The Philippines, he said, was among the first nations to condole with Japan when his country was rocked last year by a magnitude-9.0 quake and a massive tsunami that left over 23,000 of his countrymen dead or missing.
Two of his employees – Mitsuo Saito and Yokoyama Kazushi — were directly affected by that calamity.
“They also understood what the (typhoon) victims are enduring now,” said the NTC executive.
Aside from handing out relief goods, Ushimaru said his company has been opening its doors to typhoon victims who would like to work for them.
Slots for 400 factory workers are open for qualified male residents in Pablo-ravaged areas in Davao Oriental and Compostela Valley.
He said qualified applicants would be given P301 a day wage and could opt to stay at the company’s workers’ dormitory in Digos.
“Providing them food is not enough. They must be given means of livelihood so they can start again,” said Ushimaru, also the president of the Japanese chamber of commerce in Mindanao.
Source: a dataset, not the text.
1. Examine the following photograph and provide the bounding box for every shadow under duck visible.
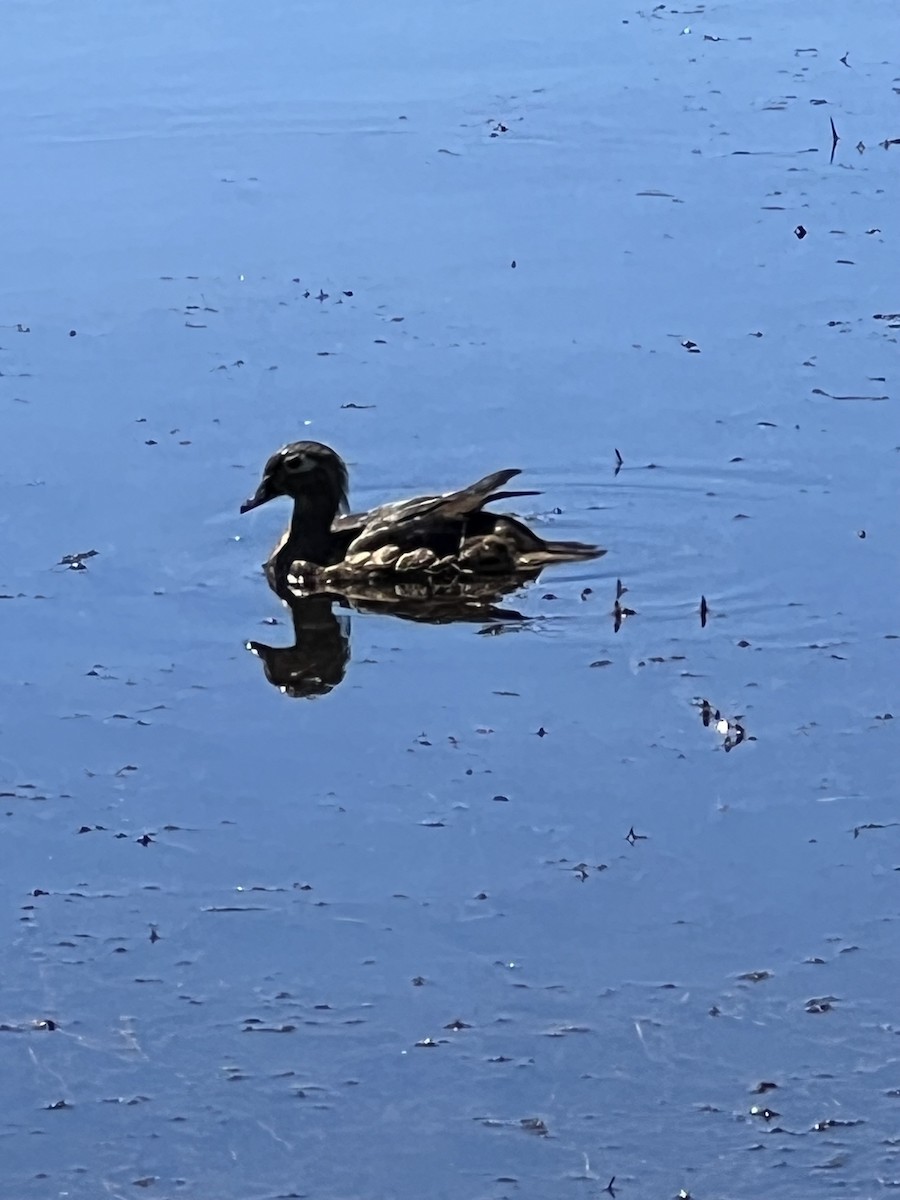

He said he has coordinated with New Bataan Mayor Lorenzo Balbin to act as a sort of “guarantor” in vetting for applicants.
“We already received applications since last week but we encourage more of those who are interested,” Ushimaru told the Philippine Daily Inquirer.
The NTC executive said he would also ask assistance from the Japanese embassy in Manila to provide heavy equipment to help in the clearing and rehabilitation efforts in areas devastated by the typhoon.
The Japanese was also moved by the Filipinos’ way of facing the crisis.
“You can see in their smiles…I believe they are still happy (despite what had happened),” said Ushimaru.